All I have done is to try to see this music that we could hear in heaven one day. Heavenly music – the ultimate harmony, played with such a variation that it has no end.

After his funeral, Catharina, one of Bach's daughters, speaks about with the narrator Stefan The art of the fugue.

He wrote a fugue based on the initials of his own name, but the notes break off abruptly as if someone suddenly stopped in the middle of one sentence and do not remember what he will say next. But I wonder if it might be deliberately a challenge for someone who reads it to end it himself. “You know the rest. You don't need me.”

I think Catharina has a point. Bach's health failed when he prepared the art of the fugue for the publication.

In 2009 I wrote a poem a few months before my consecration during a quiet day in the Westminster Abbey, which is mentioned, which is mentioned The art of the joint. It bears the title “Finished in the new creation” and shows Bach as well as the poet Coleridge and the painter Turner, who left all unfinished works.

Bach was fascinated by both mathematics and music, as Ruth Tatlow showed in her bookBachs pay: compositional shares and meaning. In an earlier version of his credo, he inserted a new 49 -bar choir into incarnation. This had the effect that the music that illustrates the crucifixion fell exactly halfway the credo. As a good Lutheran, he literally and mathematically made the cross.
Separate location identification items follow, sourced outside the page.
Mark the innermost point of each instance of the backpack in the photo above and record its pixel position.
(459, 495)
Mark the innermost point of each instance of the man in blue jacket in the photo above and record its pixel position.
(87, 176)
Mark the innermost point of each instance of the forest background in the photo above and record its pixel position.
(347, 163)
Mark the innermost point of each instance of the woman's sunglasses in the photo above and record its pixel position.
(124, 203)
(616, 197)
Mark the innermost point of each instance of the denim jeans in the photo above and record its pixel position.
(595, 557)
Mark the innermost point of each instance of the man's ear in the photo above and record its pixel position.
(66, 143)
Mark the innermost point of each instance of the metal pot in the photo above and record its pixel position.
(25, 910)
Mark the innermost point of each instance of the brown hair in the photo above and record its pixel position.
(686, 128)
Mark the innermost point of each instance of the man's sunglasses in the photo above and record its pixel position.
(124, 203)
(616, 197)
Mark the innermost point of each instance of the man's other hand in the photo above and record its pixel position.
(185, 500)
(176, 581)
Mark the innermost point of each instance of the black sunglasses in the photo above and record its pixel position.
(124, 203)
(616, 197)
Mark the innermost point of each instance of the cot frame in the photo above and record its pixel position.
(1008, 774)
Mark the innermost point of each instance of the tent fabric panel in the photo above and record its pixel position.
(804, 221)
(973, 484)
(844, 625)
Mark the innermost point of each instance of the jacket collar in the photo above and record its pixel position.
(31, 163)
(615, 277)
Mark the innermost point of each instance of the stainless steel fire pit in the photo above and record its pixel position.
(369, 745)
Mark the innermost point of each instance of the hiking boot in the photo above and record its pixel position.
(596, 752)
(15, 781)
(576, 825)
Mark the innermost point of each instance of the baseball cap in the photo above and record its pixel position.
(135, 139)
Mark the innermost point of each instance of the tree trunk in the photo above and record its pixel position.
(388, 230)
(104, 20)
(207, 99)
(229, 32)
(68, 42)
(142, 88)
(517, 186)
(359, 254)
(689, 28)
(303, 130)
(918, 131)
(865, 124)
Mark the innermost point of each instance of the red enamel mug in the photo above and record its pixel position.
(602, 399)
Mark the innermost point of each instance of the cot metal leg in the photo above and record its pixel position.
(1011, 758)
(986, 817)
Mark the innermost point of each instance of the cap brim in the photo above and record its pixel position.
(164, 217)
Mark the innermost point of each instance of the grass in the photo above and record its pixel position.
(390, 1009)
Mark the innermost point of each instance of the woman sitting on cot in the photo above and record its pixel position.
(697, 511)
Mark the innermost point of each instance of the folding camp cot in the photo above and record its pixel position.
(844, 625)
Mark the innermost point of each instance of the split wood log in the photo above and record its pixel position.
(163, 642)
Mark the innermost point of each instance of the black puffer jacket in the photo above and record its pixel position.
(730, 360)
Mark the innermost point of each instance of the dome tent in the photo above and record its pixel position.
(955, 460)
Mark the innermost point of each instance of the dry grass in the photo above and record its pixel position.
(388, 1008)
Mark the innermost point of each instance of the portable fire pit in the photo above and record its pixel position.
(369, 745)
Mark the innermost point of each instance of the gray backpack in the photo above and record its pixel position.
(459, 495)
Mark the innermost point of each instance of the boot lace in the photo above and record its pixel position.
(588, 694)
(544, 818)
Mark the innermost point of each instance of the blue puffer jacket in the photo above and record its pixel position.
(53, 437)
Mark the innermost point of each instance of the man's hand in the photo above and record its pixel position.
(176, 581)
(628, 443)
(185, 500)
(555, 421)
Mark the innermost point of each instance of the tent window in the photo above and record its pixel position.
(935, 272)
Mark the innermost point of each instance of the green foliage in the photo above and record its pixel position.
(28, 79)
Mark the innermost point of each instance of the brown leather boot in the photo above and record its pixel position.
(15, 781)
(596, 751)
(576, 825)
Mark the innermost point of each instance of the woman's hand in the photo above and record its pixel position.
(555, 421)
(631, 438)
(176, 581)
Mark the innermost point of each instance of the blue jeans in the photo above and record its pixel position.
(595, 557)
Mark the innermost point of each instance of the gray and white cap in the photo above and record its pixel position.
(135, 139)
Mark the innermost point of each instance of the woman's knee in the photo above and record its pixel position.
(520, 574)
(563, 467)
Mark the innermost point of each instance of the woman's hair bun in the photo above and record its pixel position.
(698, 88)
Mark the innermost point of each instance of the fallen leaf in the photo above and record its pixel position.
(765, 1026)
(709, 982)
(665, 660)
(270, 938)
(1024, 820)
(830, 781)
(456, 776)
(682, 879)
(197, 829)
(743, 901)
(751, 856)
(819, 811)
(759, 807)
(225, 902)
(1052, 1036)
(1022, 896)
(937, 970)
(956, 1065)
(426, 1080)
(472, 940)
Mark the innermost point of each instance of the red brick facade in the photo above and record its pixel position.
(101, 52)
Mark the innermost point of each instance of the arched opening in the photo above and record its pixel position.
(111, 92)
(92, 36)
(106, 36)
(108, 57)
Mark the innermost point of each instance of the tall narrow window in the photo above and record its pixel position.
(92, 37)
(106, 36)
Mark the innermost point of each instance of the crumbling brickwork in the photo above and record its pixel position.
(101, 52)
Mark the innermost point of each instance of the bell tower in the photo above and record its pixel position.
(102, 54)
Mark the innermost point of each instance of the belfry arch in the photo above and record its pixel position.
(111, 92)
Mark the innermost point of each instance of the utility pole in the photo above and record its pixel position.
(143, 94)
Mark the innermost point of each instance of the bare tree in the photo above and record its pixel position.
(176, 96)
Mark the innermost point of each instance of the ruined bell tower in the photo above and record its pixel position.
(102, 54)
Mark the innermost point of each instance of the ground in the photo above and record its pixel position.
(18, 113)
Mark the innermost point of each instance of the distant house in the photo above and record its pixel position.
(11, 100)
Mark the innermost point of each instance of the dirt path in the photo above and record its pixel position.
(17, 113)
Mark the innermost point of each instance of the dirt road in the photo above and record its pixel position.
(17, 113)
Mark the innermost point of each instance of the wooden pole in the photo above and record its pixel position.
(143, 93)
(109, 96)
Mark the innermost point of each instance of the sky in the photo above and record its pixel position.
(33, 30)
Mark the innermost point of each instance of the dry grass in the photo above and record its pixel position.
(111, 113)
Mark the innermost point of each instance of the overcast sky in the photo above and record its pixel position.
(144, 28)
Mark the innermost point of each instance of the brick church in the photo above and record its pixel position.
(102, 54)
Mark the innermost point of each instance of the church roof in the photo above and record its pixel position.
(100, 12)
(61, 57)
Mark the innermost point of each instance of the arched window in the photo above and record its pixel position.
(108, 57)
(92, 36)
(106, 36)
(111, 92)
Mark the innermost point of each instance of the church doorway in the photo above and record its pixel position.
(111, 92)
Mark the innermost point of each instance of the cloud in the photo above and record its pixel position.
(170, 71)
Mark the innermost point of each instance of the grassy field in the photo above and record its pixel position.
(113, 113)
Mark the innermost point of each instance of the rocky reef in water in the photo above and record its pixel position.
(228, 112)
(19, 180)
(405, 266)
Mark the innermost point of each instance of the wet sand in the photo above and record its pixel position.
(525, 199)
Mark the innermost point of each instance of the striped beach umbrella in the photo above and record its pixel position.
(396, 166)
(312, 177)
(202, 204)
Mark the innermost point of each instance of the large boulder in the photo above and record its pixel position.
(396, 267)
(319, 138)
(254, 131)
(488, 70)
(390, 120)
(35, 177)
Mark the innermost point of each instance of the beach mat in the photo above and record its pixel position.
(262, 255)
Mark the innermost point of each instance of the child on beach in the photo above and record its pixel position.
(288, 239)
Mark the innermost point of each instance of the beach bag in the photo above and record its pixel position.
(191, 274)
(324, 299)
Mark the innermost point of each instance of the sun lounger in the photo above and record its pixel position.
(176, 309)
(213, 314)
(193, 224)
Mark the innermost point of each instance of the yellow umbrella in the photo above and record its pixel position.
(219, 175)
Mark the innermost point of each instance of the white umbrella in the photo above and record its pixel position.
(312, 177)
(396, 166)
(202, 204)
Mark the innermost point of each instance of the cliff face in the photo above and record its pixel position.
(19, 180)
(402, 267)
Bach devoted the art of the fugue to the Mathematical Institute of Leipzig, where he worked in the St. Thomas Church, and added his usual SGD at the head of the manuscript. These are the initials of his favorite, modest, Latin sentence, Soli deo gloria – “Glory to God alone”.

Here is the verse about Bach in my poem and the last verse:

The flowering hand of Bach, which woves the sum of his works, leaves his art of the fugue, which is interrupted exclusively by the glory of God. Everyone is ready, completed, perfected, in the new creation of God.

The Latin original of the English, 'I'm looking for' expect. At the end of the credo is the entire sentence “And I'm looking for the resurrection of the dead and the life of the coming world?” There are two intensely contrasting sections of religious emotions. The first marked with the Italian term adagio – which means “to be played slowly” – and the second marked, Vivace – Which means that it should be “lively and lively”.

Christoph Wolff, a leading Bach scholar, wrote the following in the multi-authored book. Exploration of Bach's B minor fair:

The extremely expressive five -part A cappella Setting the adagioAccompanied only by the Gloabass, is full of unprecedented chromatic and engarmic devices, which very moving human suffering, misery and pain and ultimately lead to death. It is the “I'm looking for”, the anxious and worried waiting, the stream underlines in the adagio.

The adagio, ET expected resurrectionem mortuorum Has fascinating, expanded, groping harmonies, expresses our time of longing and wait. It is almost as if this music – sometimes agonizing – has an impact on our Lent. Bach was almost death when he completed this masterpiece. His eyesight failed how his handwriting can be seen on the original manuscript of the later sections.

And then with that Vivace, Surprisingly, Bach breaks his reference to the resurrection with his full orchestra, led by trumpets and pacepani. With a bound one, he portrays his exuberant, ebull have been boundless. Yes. Due to the resurrection of Christ there is a resurrection of the dead. Yes. There is life in the world because we are connected to Christ and meet and accompany ourselves and accompany ourselves.

So we end our six -part series for the Nicene Creed with Bach's overwhelming expression of God's eternal joy. Let us listen, believe and connect the festival on the eve of the palm Sunday.


The RT. Rev. Dr. Graham Kings is an honorary assistant in his retirement in Cambridge in the diocese of Ely and Research Associate at the Cambridge Center for Christianity, which he founded in 1995. He worked as a mission theologist in Anglican Communion. Bishop of Sherborne; And pastor of St. Mary's Church, Islington, London, where he was founded.